Displaying the tags of a web page with indentation proportional to the depth of the element in the document tree structure
Problem: develop the myhtmlparser class as a subclass of HTMLParser which, when fed with an HTML file, shows the names of the start and end tags in the order in which they appear in the document, and with an indentation proportional to the depth of the element in the document tree structure.
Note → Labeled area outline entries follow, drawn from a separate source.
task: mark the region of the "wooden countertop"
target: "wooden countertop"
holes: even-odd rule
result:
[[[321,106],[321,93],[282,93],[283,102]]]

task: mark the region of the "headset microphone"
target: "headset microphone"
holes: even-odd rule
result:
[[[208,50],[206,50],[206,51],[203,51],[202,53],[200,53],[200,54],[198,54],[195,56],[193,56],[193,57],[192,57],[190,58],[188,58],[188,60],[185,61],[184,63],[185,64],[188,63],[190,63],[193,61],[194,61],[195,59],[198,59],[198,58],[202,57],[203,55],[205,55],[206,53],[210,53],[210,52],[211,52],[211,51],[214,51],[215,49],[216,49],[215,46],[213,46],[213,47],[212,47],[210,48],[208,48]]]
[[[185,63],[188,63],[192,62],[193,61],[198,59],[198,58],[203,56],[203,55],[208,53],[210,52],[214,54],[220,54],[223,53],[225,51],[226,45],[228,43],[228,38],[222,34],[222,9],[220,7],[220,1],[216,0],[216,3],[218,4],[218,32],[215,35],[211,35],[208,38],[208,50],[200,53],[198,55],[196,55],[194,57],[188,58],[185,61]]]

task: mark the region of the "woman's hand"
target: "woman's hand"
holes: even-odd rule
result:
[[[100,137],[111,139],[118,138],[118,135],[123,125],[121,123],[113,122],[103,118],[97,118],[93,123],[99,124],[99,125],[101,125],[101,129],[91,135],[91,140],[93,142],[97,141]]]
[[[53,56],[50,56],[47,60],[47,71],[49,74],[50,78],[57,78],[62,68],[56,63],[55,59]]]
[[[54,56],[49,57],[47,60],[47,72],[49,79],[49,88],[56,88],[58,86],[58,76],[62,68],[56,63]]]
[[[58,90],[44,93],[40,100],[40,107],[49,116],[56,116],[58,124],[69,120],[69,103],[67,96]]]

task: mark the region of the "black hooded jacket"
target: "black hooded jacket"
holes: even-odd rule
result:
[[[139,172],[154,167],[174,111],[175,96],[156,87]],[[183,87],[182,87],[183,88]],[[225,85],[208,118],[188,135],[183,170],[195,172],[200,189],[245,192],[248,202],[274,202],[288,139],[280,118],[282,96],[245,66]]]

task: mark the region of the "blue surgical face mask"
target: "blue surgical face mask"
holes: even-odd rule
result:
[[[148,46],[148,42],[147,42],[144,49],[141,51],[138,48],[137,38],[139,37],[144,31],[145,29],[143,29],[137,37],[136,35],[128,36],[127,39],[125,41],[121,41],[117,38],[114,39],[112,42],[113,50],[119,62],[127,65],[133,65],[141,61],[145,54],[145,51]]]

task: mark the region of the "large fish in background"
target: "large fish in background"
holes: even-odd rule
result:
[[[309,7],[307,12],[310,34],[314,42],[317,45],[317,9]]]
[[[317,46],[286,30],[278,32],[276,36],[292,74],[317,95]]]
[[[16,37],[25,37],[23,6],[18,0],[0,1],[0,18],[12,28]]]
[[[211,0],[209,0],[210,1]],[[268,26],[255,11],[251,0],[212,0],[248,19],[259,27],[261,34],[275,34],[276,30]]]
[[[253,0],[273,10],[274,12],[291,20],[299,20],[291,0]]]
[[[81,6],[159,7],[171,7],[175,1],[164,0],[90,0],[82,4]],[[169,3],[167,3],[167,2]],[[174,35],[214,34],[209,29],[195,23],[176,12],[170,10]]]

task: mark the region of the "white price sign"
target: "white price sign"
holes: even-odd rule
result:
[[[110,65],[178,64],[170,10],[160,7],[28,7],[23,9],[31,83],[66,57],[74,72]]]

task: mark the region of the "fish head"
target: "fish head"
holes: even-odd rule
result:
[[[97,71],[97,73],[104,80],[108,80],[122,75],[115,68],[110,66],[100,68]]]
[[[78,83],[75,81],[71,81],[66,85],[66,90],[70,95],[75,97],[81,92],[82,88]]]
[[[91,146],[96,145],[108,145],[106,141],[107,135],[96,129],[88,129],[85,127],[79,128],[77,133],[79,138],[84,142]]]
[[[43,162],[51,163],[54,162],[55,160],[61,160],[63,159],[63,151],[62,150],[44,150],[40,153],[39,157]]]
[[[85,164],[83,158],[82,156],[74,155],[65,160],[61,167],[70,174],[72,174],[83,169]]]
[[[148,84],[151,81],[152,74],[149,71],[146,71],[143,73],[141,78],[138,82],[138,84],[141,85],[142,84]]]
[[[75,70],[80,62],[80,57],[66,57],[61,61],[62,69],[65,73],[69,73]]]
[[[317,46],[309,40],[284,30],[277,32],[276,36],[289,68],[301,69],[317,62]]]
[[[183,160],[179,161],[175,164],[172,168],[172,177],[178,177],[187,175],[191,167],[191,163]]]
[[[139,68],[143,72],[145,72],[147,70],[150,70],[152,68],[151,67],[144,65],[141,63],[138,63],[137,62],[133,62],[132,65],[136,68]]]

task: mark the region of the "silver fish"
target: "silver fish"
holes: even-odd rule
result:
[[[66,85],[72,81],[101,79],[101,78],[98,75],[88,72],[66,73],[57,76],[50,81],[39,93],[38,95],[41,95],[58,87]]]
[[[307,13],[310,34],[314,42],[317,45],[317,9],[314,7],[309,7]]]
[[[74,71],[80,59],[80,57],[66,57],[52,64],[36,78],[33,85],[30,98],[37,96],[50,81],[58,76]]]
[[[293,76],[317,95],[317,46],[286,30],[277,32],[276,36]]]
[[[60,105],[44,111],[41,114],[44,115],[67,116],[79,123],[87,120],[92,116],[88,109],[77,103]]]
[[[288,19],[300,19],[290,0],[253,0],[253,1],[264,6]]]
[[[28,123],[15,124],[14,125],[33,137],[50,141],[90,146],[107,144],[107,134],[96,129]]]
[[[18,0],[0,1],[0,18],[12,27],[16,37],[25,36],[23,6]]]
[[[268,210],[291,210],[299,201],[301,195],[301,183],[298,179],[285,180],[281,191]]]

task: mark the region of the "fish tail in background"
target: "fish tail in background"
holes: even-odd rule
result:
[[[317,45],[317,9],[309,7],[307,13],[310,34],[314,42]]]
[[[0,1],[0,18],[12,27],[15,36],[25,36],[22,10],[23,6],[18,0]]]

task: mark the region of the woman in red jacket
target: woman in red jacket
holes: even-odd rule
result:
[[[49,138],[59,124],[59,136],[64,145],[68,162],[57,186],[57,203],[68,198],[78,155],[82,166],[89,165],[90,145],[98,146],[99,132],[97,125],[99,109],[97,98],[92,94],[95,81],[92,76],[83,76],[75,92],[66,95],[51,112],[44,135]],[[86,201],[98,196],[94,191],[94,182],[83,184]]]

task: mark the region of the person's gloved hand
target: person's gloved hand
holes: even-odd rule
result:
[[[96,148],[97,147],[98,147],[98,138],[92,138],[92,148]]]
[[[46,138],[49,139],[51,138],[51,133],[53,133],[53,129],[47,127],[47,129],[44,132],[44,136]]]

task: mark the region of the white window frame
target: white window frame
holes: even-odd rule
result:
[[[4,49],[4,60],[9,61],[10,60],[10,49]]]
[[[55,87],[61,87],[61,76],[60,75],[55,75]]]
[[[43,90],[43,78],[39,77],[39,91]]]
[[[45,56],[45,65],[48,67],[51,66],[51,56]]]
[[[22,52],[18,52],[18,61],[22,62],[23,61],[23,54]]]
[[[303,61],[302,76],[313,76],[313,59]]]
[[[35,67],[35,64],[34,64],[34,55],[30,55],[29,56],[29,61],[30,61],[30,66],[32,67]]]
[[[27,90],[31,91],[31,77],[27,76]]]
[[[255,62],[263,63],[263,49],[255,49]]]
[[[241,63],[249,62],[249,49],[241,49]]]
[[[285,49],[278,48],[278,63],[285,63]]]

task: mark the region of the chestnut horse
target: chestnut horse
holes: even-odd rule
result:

Ignore HTML elements that do not require an end tag, such as p and br.
The HTML file used: https://easyupload.io/d45c52
The output should ser:
html start
head start
title start
title end
head end
body start
h1 start
h1 end
h2 start
h2 end
ul start
li start
...
a end
body end
html end
What I did:
from html.parser import HTMLParser
class MyHTMLParser(HTMLParser):
def handle_starttag(self, tag, attrs): #mostra valor do atributo href, se houver
print (tag, "start")
def handle_endtag(self, tag):
print(tag, "end")
infile = open("w3c.html", "r")
content = infile.read()
infile.close()
myparser = MyHTMLParser()
myparser.feed(content)
My output was:
html start
head start
title start
title end
head end
body start
h1 start
h1 end
p start
br start
p end
h2 start
h2 end
...
a start
a end
body end
html end
How to fix the code so as to achieve indentation on the output?
1 answers
The handle_starttag()
and handle_endtag()
methods need to be reset. Each should display the name of the element corresponding to the tag , indented appropriately.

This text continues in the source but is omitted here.